Underwood considers himself an artist-researcher who borrows from museum presentation and focuses on historic vignettes to create archives of information.
His exhibits include artifacts, paintings, photographs and maps in addition to his art.
He believes his work is “art as a research-based practice,” meaning he, as an artist, makes work about the research he does himself.
In an interview with Ryder Richards, an artist and professor at Richland College, Underwood said, “I begin by reading, going to the Internet and reaching out to people for help to find the information I need. With the results of my digging, I create an artistic archive, or a dossier, on the subject of my inquiry.”
In creating his art, he says that he first thinks about a moment in time and history, and then thinks about the ways in which he can express it as a narrator, commentator, instigator or a paramour.
“My goal is to provide puzzle pieces that, if combined, could allow someone to imagine moving through a space, time and situation.
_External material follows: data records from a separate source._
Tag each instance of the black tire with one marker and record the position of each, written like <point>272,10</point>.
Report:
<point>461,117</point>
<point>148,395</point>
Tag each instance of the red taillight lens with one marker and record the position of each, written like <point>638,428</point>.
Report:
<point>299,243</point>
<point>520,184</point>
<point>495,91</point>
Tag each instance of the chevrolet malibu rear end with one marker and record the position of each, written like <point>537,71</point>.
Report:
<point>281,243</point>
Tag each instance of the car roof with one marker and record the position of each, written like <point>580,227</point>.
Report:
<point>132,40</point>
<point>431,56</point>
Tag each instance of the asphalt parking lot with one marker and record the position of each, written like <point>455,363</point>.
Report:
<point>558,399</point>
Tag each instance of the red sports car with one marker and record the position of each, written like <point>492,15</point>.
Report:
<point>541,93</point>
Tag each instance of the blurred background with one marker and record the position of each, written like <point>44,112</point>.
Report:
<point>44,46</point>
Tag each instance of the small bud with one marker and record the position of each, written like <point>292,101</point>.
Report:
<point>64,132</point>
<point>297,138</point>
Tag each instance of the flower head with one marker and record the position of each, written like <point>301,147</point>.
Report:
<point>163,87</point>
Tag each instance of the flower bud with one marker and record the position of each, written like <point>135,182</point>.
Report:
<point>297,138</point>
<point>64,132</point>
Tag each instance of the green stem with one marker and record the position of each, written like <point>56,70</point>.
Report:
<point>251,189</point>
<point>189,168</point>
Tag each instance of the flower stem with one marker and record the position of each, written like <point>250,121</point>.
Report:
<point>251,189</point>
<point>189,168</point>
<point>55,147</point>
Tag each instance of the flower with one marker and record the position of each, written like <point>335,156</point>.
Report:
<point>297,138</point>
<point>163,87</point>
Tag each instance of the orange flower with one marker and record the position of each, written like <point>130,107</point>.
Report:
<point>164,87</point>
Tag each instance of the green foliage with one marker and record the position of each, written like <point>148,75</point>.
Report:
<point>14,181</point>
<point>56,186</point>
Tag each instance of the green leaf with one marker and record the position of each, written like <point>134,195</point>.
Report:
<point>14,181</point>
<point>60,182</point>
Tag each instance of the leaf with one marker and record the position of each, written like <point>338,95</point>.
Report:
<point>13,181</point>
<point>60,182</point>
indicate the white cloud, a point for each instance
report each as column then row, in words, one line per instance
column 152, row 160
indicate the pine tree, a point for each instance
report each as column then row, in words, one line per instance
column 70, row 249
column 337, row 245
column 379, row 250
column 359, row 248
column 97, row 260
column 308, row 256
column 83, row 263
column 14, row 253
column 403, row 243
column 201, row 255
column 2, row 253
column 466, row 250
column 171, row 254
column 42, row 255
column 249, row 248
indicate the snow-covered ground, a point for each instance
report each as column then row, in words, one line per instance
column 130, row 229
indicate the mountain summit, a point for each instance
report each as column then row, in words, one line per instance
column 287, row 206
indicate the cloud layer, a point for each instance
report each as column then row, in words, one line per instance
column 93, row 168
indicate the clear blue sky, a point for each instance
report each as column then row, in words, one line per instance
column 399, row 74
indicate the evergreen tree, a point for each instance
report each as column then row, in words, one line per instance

This goal is what bears on my decision making process for what to include in an archive,” Underwood said. “On another level, I see my body of work as a cumulative effort to challenge artistic conceits, while keeping myself in a state of wonder looking through the annals of history.”
Underwood’s “An Archive of Shadows” explores the notion of perfection and questions the possibility of objectivity in the world.
He explains that he achieves a sort of romantic theme through his historical exhibit as well.
The exhibit in Hamon Library includes Underwood’s legendary works such as The Claude Glass, The Two Lives of Great Tom of Westminster, The Horns of Moses and Hawthorne in Salem.
“My work requires a slower pace, and for the people that are willing to slow down and engage with the work, the reward is a romantic involvement with a cultural movement from history,” Underwood said. “I’m hoping that the expanded scope of the material will make it even more engaging and further expand the limits of what my archives can encompass.”
Underwood’s exhibit is free to the public and will be on display through Feb. 5, 2012.
It is located in the Hawn Gallery on the first floor of Hamon Arts Library in Owen Arts Center.